Пустяк, разумеется, но в тот день я нажила себе настоящего врага. Как-то раз утром в раздевалке Оксана вытащила из моей сумки тертые джинсы с бахромой и любимый вязаный свитер. Брезгливо взяв джинсы за край штанины, она с деревянным лицом торжественно встала в центре раздевалки, демонстрируя публике добычу: мол, выбросить или оставить? Я вошла как раз вовремя - успела застать конец действа и фрагмент Оксаниной рожи с остаточными следами площадного ликования, как у деревенского плясуна на картинах Брейгеля.

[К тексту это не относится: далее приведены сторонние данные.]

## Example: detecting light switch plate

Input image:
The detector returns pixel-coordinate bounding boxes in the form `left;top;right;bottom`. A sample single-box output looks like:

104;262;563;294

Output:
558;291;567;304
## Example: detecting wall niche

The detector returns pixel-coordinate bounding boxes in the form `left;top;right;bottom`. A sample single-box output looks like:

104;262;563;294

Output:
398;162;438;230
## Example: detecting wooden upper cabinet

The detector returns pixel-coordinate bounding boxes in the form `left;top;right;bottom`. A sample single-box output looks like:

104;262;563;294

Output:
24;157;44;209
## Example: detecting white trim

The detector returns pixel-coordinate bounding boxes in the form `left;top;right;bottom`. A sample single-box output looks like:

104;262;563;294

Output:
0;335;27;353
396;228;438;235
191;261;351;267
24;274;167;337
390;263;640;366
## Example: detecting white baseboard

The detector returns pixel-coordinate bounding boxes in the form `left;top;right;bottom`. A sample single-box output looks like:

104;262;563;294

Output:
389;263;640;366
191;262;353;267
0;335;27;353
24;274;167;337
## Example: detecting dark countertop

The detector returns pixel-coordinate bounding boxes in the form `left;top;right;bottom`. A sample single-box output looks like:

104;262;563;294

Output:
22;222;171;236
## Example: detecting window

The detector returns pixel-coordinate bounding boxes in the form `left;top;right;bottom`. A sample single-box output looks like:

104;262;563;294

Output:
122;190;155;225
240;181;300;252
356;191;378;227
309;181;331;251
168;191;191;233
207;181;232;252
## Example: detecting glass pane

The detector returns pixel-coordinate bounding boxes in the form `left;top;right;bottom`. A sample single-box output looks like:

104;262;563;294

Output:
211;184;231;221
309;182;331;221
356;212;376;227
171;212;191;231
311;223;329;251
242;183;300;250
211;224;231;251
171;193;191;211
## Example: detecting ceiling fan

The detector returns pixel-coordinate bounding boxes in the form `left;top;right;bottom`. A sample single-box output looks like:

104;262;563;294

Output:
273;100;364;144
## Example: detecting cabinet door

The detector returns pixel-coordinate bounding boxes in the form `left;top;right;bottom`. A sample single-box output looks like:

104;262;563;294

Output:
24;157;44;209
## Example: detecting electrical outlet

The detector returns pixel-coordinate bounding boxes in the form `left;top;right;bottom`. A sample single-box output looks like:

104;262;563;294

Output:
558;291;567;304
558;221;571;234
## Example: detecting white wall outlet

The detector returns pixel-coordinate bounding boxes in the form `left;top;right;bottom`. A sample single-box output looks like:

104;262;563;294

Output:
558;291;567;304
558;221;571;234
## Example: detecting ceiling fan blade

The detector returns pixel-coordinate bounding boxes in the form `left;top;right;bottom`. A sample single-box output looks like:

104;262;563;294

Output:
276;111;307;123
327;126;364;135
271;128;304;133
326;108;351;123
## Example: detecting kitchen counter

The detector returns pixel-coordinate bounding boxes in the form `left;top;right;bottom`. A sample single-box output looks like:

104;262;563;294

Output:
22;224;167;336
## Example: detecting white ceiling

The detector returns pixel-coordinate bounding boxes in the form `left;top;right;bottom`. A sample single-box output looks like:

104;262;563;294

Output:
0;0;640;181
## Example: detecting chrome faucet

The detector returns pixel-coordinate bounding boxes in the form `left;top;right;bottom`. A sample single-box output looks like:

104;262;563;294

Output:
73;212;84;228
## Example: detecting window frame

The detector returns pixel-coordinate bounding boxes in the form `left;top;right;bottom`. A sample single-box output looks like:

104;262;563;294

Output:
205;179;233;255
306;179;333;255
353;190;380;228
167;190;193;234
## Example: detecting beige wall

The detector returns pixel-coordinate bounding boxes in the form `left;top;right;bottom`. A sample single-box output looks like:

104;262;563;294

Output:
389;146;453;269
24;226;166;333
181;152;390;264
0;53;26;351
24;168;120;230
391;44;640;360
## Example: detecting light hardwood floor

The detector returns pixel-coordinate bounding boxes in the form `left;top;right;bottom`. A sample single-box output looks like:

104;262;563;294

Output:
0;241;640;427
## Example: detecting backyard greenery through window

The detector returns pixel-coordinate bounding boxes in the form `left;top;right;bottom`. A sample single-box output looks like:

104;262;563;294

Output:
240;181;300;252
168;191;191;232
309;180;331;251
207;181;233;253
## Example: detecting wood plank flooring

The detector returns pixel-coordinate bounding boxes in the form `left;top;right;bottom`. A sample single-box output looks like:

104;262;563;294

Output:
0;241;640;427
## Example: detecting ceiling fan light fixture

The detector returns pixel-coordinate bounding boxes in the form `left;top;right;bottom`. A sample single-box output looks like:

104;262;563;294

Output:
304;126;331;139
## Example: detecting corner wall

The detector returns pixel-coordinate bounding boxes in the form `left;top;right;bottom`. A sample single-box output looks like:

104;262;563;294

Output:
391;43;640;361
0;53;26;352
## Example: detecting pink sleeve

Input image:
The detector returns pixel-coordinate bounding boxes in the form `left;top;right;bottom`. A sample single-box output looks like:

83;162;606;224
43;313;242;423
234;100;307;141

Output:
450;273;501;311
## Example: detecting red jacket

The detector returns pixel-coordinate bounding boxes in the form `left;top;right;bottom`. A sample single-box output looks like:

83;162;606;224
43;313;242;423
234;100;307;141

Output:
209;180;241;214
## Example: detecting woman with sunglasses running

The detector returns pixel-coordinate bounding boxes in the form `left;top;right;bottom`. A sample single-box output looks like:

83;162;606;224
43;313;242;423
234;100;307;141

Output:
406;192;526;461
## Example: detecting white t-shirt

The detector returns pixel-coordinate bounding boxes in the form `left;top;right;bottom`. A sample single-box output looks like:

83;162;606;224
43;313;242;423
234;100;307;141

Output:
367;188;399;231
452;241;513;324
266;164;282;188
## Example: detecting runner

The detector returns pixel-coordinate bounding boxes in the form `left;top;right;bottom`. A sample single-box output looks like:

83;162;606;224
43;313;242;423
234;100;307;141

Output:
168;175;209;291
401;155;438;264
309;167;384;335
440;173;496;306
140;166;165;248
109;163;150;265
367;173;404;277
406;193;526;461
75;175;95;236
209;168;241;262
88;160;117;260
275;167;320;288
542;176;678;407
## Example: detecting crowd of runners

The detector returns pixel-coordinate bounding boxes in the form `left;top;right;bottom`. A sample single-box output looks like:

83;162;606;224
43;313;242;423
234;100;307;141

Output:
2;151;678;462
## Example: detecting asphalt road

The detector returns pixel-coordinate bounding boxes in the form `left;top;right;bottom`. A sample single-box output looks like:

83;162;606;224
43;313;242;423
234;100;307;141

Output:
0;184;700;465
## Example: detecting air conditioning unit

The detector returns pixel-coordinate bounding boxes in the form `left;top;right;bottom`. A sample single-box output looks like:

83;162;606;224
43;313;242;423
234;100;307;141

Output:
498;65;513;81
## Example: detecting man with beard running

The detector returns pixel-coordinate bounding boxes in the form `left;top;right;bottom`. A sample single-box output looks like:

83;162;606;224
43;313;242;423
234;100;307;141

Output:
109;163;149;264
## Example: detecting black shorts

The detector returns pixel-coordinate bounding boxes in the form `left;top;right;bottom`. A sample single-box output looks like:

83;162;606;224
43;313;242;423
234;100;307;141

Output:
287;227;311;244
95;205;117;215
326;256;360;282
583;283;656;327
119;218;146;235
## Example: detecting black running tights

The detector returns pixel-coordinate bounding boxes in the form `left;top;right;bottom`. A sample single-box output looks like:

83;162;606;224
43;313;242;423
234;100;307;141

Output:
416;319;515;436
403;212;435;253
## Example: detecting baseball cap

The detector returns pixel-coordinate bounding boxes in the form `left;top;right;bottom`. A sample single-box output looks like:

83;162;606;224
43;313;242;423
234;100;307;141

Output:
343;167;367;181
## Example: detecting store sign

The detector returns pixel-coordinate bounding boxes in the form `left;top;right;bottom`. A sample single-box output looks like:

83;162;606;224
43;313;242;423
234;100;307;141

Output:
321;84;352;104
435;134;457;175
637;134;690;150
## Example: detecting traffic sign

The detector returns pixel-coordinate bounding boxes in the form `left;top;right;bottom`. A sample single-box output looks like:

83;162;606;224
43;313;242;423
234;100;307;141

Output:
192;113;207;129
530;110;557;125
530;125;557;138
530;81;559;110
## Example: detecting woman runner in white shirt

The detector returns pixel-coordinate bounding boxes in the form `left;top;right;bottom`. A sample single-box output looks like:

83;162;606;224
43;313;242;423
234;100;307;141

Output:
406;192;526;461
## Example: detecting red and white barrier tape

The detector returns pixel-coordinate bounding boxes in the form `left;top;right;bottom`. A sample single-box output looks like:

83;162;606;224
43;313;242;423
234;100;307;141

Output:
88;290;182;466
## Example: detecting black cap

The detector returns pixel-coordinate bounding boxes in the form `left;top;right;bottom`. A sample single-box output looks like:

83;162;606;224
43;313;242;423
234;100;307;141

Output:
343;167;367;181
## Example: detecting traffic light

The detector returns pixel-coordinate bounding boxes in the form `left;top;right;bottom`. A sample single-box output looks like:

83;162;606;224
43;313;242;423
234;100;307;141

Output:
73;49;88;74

Сестрам во мне не давало покоя буквально все. Оно и понятно: молчаливая, замкнутая и выглядит не как все. Что в голове - неизвестно. Про остальных-то все ясно. Например, та Оксана, которая предъявила трудящимся оперблока мои джинсы, коллекционировала фирменную косметику. Тогда продавалось мало заграничного. Свою косметику Оксана доставала у фарцовщиков, перекупала, выменивала. Иногда притаскивала на работу и хвасталась. Когда после дежурства красилась, то выкладывала зараз на физиономию чуть ли не треть своей коллекции.

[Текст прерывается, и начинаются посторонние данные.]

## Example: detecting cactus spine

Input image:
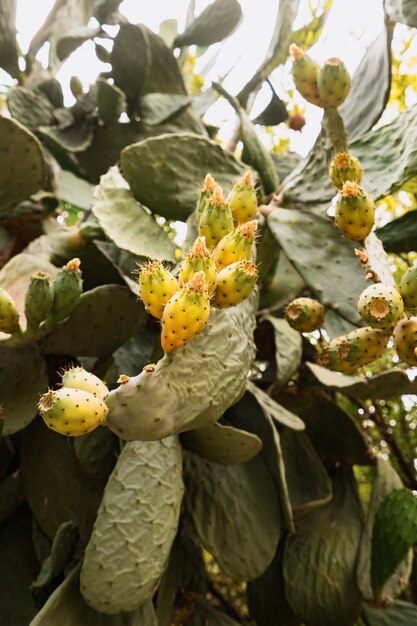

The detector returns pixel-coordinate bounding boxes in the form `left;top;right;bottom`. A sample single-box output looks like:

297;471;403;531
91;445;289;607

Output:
139;261;179;320
38;387;109;437
227;170;258;224
211;220;258;269
335;181;375;241
358;283;404;329
213;261;258;309
285;298;326;333
178;237;217;294
161;271;210;352
0;287;20;334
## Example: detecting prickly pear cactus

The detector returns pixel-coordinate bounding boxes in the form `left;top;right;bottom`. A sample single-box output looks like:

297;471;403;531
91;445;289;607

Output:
80;437;184;614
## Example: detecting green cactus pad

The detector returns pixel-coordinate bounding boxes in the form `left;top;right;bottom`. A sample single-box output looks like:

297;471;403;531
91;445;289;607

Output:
93;166;175;262
21;419;104;547
371;489;417;600
0;344;48;436
181;422;262;465
0;117;46;215
106;290;258;440
184;446;281;580
42;285;147;356
81;437;184;614
120;133;246;220
356;459;412;600
284;467;362;626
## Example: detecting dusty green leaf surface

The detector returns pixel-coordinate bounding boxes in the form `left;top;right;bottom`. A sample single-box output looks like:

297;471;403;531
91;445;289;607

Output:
107;290;258;440
80;437;184;614
120;133;246;219
0;344;48;436
284;467;362;626
184;454;281;580
356;459;412;600
93;166;175;262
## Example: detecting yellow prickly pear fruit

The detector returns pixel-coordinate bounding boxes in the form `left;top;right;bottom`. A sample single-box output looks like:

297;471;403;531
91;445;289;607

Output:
213;261;258;309
285;298;326;333
393;317;417;365
178;237;217;294
38;387;109;437
0;287;19;334
290;43;324;108
211;220;258;269
198;186;233;249
227;170;258;224
358;283;404;329
197;174;219;226
335;181;375;241
329;152;363;189
317;57;351;109
139;261;179;320
161;272;210;352
62;367;109;400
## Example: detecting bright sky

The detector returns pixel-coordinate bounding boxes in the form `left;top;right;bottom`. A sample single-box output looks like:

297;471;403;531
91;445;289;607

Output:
4;0;383;155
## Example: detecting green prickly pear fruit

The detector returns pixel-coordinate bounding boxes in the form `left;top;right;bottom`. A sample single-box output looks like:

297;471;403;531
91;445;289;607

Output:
393;317;417;365
213;261;258;309
196;174;219;226
358;283;404;329
38;387;109;437
399;263;417;311
62;367;109;400
335;181;375;241
285;298;326;333
211;220;258;269
329;152;363;189
178;237;217;294
45;259;83;326
317;57;351;109
198;186;233;249
25;272;54;333
290;43;324;108
227;170;258;224
161;272;210;352
139;261;179;320
0;287;20;334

Другая никак не могла забеременеть - это тоже всем было понятно. Ее жалели. Так у нас принято: жалеть всем миром, как и травить. Зато уж если кого пожалеют - больше не тронут. Дай я им хотя бы малый шанс - мигом бы признали, обогрели и жалели бы наперебой.

Однажды решили проверить, сплю с мужчинами я или нет. Позже я узнала, что проверяли не меня одну, а всех новеньких, да и стареньких тоже.

Это делалось так. Один медбрат из гипсового кабинета принялся за мной ухаживать. Помогал относить тяжелые тюки с окровавленным послеоперационным бельем. Угощал пирожками. Провожал до трамвайной остановки. Мне это все было в диковинку и, хотя он мне казался довольно противным, толстым, коротконогим, к тому же скверно пах и был женат, я с интересом за ним наблюдала, не ведая, что все это - ловушка. Потом по сценарию он должен был меня соблазнить и объявить всему оперблоку. Но не получилось, я не далась. Отбивалась от него ночью в раздевалке, а он пытался стащить с меня зеленую хирургическую робу и все бормотал: "Ну давай, ну почему же".